In lieu of opening an Easter basket or doing anything holiday related, I spent Easter Sunday having a Road House marathon. Having never seen the 1989 version starring none other than the love of my life Patrick Swayze, I started there. Then, high on B-movie chutzpah, I immediately followed it up with the recent remake featuring Jake Gyllenhaal.
If you haven’t seen the original, it’s hard to fully describe how absurd, yet delightfully fun it is. Ripe with a type of eroticism that was at its peak in ‘80s cinema, the movie and its stars are horny and unashamed. In other words, it’s a film that fucks.
The IMDb synopsis fails to fully capture the vibes or plot, but the philosophy major née karate acolyte née celebrity bouncer née a MAN description of Dalton starts to peel back the curtain:
A bouncer hired to clean up the baddest honkytonk in a Missouri town. Armed with a black belt in karate and a degree in philosophy, Patrick Swayze [as James Dalton] sets out to tame the Double Deuce for its owner.

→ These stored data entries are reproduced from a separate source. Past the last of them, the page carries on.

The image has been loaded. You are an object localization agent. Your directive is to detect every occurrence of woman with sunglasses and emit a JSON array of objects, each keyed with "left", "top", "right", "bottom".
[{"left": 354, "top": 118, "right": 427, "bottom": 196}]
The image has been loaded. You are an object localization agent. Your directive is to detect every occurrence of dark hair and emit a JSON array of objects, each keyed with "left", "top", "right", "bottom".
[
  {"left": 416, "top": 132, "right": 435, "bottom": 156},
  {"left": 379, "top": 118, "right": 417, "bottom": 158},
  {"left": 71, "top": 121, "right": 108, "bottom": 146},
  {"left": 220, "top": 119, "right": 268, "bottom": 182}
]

While Road House 1989 (Patrick’s Version) is a cocaine fever dream, the remake can be best summed up by the title and subject of Raquel Benedict’s seminal essay, “Everyone is beautiful and no one is horny.” While the essay focuses on superhero movies and puritanical optimization vs betterment for pleasure, it’s an apt analysis that encapsulates the dehumanizing soulless display of Road House 2024.
My biggest problem with the remake wasn’t the reduced plot elements that don’t fully cohere, or the setting (a tiki bar in the Keys where people get into physical fights on the daily???), or even Hollywood’s exploitation of our loneliness. No, what bothered me the most was the lack of eroticism, or even curiosity toward basic desire, which is the lifeblood of the original.
Take Gyllenhaal’s Dalton. The character no longer has a past studying Nietzsche, or anything beyond his former career as a UFC fighter. He’s buffer and physically fits the stereotypical bouncer ideal in contrast with Swayze’s leanly rippled and frequently oiled physique. But all we ever see of Gyllenhaal’s Dalton is his ripped upper half that’s only shown to emphasize his ability to pulverize. Buns are replaced with boxers, romance is replaced with avoidance bordering on non-interest1, and friendship is replaced with lonerism.
Today’s cinema hunks are nevernudes—RS Benedict
If anything is romanticized, or given attention, it’s the fighting but the heavy handed use of CGI makes the fights look cartoonish. There’s also an odd cinematic approach that’s used to capture action throughout. In what I imagine is an attempt to draw the eye, the camera zooms in on action sequences piecemeal and seems to fundamentally misunderstand the way people see.
But the lack of eroticism extends toward the remake’s approach to violence.
There’s a scene not too far into the original movie when Patrick Swayze’s Dalton starts clearing house at the Double Deuce. The bartender skimming the till, the server who’s dealing drugs, and an existing bouncer who gets fired because of his temperament and penchant toward fighting goes against part of Dalton’s creed as a cooler, “...Take it outside. Never start anything inside the bar unless it’s absolutely necessary.”
This dismissal of wanton violence is not just a minor throughline of the original movie, but the ultimate moral conclusion of it. Fully embodying the pathos of fuck around and find out, the Double Deuce crew can and will beat your ass if called to. Hell, Swayze’s Dalton will even rip out a throat as a last straw of self defense, but at the end of the day, and the movie, violence isn’t what he covets, people are.
Which is ultimately what makes the remake, and its lens that idealizes nothing but aesthetic violence, feel so sterile. What can be expected from an industry that systematically strips out creativity, risk, the privilege of new possibilities—namely, a (or any) future—in lieu of nostalgia and safeish, predictable cash grabs?
If the future is no longer available to artists, the past and our memories are the only commodity left to mine. Perhaps the only temperament that can remain is one stripped of every desire beyond what is modeled as worthy in today’s society. Something empty, bereft, and lifeless.
There is one barely there kiss in the remake compared with a full fledged romance and deeply intimate sex scene.